Katharina Kollmann singt in ihrem Indie-Projekt Nichtseattle ohne Fettnäpfchen und Kitschfallen über die Liebe

Von Benjamin Moldenhauer

Die Wirklichkeit in Songs so zu beschreiben, dass man auch in den Tiefenschichten noch was merkt: Es ist nicht so einfach, wie es klingt. Gerade, wenn es um die Wirklichkeit von Liebes- und überhaupt zwischenmenschlichen Beziehungen geht. Überall Fettnäpfchen, Kitschfallen und Banalitätsgefahr. Katharina Kollmann gelingt das seit drei Alben wie niemandem sonst zurzeit, ohne Ornament und Tinnef. Auf dem ersten Album ihres Projekts Nicht­seattle, „Wendekid“ von 2019, und dem Nachfolger „Kommunistenlibido“ drei Jahre später war die Musik noch spartanisch und skelettiert, E-Gitarre und Stimme vor allem. Beim aktuellen, „Haus“, spielt nun eine ganze Band. Der Kern ist aber derselbe geblieben.

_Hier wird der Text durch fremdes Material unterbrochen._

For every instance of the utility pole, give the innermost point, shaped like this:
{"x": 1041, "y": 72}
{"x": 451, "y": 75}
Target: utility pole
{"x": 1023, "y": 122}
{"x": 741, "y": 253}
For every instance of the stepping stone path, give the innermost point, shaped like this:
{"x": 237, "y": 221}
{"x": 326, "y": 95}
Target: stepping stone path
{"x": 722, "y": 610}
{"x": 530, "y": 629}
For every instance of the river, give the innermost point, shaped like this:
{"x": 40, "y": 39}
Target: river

2023 war Nichtseattle schon mal im Norden auf Tour, als Vorband von Tocotronic und ohne Band, nur mit Gitarre. Beim Konzert im Bremer Schlachthof war das Publikum eher verhalten. Vielleicht auch, weil sich die Songs zu gleichen Teilen über die Musik und über die Texte entfalten. Und die machen immer wieder seltsame und unerwartete Schlenker und stolpern sozusagen. Die Beschreibung zum Beispiel, wie man einen neuen Menschen kennenlernt, wenn man noch nicht weiß, was es werden wird, aber schon so ein Ziehen spürt im Thorax: „Irgendwas ist doch mit seinen Augen / Oder ist es nur, weil der so weit weg steht / Und der hält doch schon was in seiner Hand / Von mir abgewandt, wenn man mal genau hinsieht“, heißt es in dem Stück „Die Idee“, zu hören auf „Kommunistenlibido“. „Nur war nicht doch was mit seinen Armen / Oder war das nur, weil der so gelacht hat? / Das kann man ja wirklich keinem sagen / Was ich schon wieder gleich gedacht hab“.

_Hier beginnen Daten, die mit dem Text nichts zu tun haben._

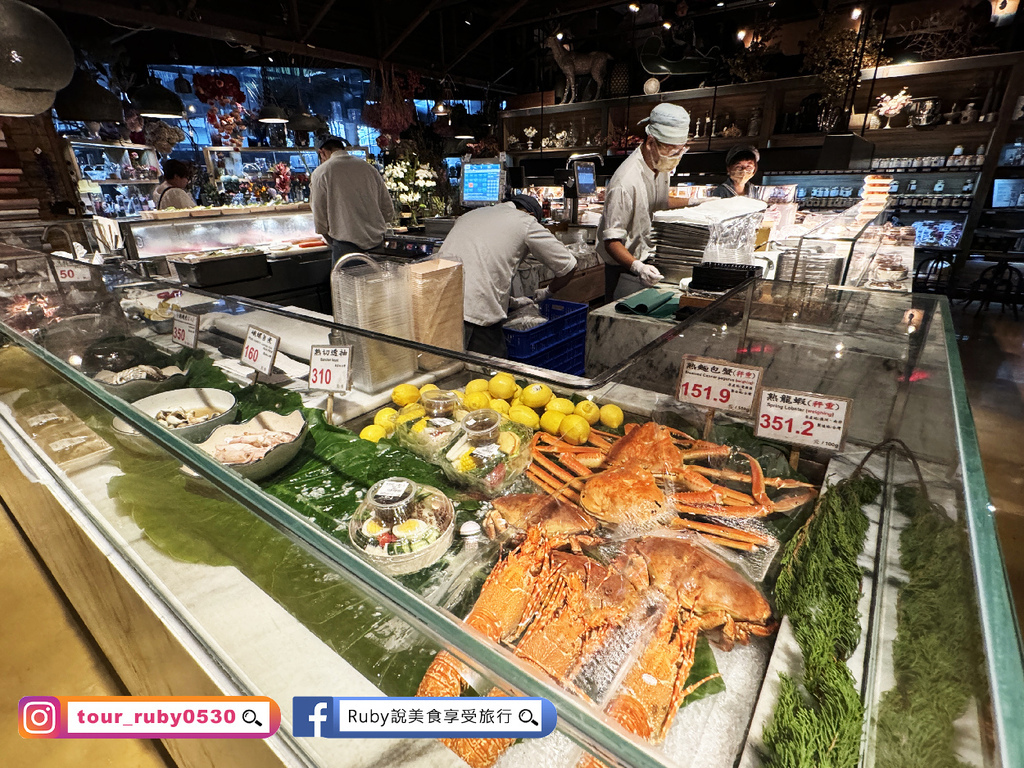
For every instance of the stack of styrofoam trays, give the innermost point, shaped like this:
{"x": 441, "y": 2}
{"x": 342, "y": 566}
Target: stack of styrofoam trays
{"x": 436, "y": 288}
{"x": 377, "y": 300}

So was funktioniert nicht unmittelbar, sondern braucht ein bisschen Zeit. Die Musik von Nichtseattle berührte von Anfang an Punkte, die in der deutschsprachigen Indie-Musik eigentlich niemand sonst berührt. Es ginge in fast allen Liedern auf „Haus“ immer wieder um die Sehnsucht, irgendwo anzukommen, hat Kollmann im Interview mit dem Online-Magazin Kaput erzählt. Es ginge um Antworten auf die Frage „Wie kann ich bleiben?“ Die Stücke sind nach Räumen benannt, „Eigentumswohnung“, „Werkstatt“ oder „Papierhaus“, und erzählen von Begegnungen, Wünschen und dem, was nicht gelingt.

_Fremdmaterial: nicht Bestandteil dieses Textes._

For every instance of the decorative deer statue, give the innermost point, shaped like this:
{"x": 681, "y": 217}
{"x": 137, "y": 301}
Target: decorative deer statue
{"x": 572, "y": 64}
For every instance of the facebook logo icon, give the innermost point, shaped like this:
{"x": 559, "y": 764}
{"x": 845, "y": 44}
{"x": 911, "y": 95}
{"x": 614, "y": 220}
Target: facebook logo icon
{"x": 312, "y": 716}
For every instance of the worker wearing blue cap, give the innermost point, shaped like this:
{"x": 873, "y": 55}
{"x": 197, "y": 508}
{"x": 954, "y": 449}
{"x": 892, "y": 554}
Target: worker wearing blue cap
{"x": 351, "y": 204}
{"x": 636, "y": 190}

Die Gesellschaft, also die Welt, in der und mit der im Gepäck man lieben muss, die Ökonomie insbesondere, auch, weil sie in die Körper gewissermaßen eingelassen ist, ist in allen Liebesliedern und überhaupt allen Stücken von Nichtseattle da und mitbesungen. In „Beluga (Eigentumswohnung)“ zum Beispiel: „Sie schiebt galant ihr Haar zur Seite / Lächelt weich und stolz ins Weite / Als hätt’die nicht grad daran gedacht / Was das Alter mit ihrem Marktwert macht“. Die Erzählerin fährt dann im Refrain ziellos durch ihre „Zuhausestadt“, die schon auf dem Debüt „Wendekid“ als Songtitel auftauchte. „So generell hab ich das Gefühl, meine Musik geht von einer Einsamkeit in Richtung einer stärkeren Verbundenheit“, erzählt Kollmann im Kaput-Interview.

Das bildet sich dann auch musikalisch ab, im Studio und auf der Bühne. Die Stücke auf „Haus“ klingen runder und gleiten immer wieder vom spartanischen Singer-Songwriter-Modus ins verhalten Opulente. Die Sehnsucht, die in den Liedern von Kollmann immer mitschwingt, ist nach wie vor nicht von der Art, die sonst so in Liebesliedern besungen wird. Es ist komplizierter.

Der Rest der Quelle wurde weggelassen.